1. Charlotte’s Web by E. B. White
“In 2006, some parents in a Kansas school district decided that talking animals are blasphemous and unnatural; passages about the spider dying were also criticized as being ‘inappropriate subject matter for a children’s book.’
According to the parent group at the heart of the issue, ‘humans are the highest level of God’s creation and are the only creatures that can communicate vocally. Showing lower life forms with human abilities is sacrilegious and disrespectful to God.’”
2. Brave New World by Aldous Huxley
“In 1980, it was removed from classrooms in Miller, Missouri, for ‘making promiscuous sex look like fun.’
In 1993, a group of parents attempted to ban the book in Corona-Norco, California, because it ‘focused on negativity.’”
3. Where the Wild Things Are by Maurice Sendak
“A boy throwing a tantrum was considered dangerous behavior and Sendak was accused of glorifying Max’s anger, prompting psychologists to condemn it as ‘too dark and frightening.’ In a March, 1969 column for Ladies’ Home Journal, child psychologist Bruno Bettelheim called the book psychologically damaging for 3- and 4-year-olds.
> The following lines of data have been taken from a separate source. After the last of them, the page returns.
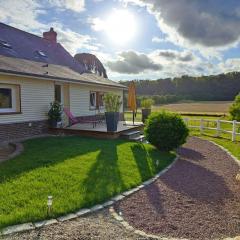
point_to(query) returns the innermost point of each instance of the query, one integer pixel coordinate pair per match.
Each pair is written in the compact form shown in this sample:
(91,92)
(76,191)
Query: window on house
(9,98)
(5,44)
(58,93)
(5,98)
(100,100)
(93,102)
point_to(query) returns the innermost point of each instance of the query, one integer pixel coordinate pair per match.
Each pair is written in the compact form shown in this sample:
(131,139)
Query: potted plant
(146,105)
(55,114)
(112,103)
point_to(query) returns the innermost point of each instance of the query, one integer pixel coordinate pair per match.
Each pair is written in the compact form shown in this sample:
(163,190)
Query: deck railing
(231,127)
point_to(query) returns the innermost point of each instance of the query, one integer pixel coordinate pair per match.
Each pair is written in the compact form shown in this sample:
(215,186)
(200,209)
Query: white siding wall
(79,98)
(36,96)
He thought the idea that a mother would deprive a child of food was an inappropriate form of punishment, and that it would traumatize young readers. Thus, it was banned heavily in the American South, and by libraries nationwide in the first years of its release.
Where the Wild Things Are has also been challenged over the years for images considered to promote witchcraft and supernatural elements.”
6. The Wonderful Wizard of Oz by L. Frank Baum
“Ministers and educators challenged it for its ‘ungodly’ influence and for depicting women in strong leadership roles. They opposed not only children reading it, but adults as well, lest it undermine longstanding gender roles.
In 1957, the director of the Detroit Public Library banned The Wizard of Oz for having ‘no value for children of today,’ for supporting ‘negativism’, and for ‘bringing children’s minds to a cowardly level.’
In one of the most noted cases of censorship efforts against the book, seven Fundamentalist Christian families in Tennessee opposed the novel’s inclusion in the public school syllabus and filed a lawsuit in 1986 based on the novel’s depiction of benevolent witches and promoting the belief that essential human attributes were ‘individually developed rather than God given.’
On the charge of including good witches in the story, they argued that all witches are bad, therefore it is ‘theologically impossible’ for good witches to exist.
The book has even been used on the political spectrum, with some claiming that it promotes socialist and Marxist values due to its perceived lack of a divine presence.”
8. The Rabbits’ Wedding by Garth Williams
“In Williams’ story, a rabbit with white fur entered into a marriage with one with black fur – a plotline that did not please some in Alabama. The state library system removed the book because it was believed the book was attacking segregation policies.”
9. Bridge to Terabithia by Katherine Paterson
“At issue with censors are death being part of the plot, Jess’ use of the word ‘lord’ outside of prayer, offensive language, and claims that the book promotes secular humanism, new age religions, the occult, and Satanism. Some critics also proclaim that Leslie is not a good role model simply because she doesn’t attend church.”
10. The Giving Tree by Shel Silverstein
“The controversy over The Giving Tree is mostly due to debate over its interpretation. Was the tree selfless or self-sacrificing? Was the boy selfish or reasonable in his demands of the tree?
Some psychologists claim the book portrays a ‘vicious, one-sided relationship’ between the tree and the boy; with the tree as the selfless giver, and the boy as the greedy person who takes but never gives.”
13. To Kill a Mockingbird by Harper Lee
“Challenged in the Vernon Verona Sherill, NY, School District (1980) as a ‘filthy, trashy novel.’
Banned from the Lindale, TX, advanced placement English reading list (1996) because the book ‘conflicted with the values of the community.’”
15. Uncle Tom’s Cabin by Harriet Beecher Stowe
“Prosperous plantation owners had some influence too, and banned the book due to its anti-slavery themes. Surprisingly, they were not alone in their decision. Tsarist Russia did the same in objection to the book’s ‘undermining religious ideals’ and presenting a model of equality.”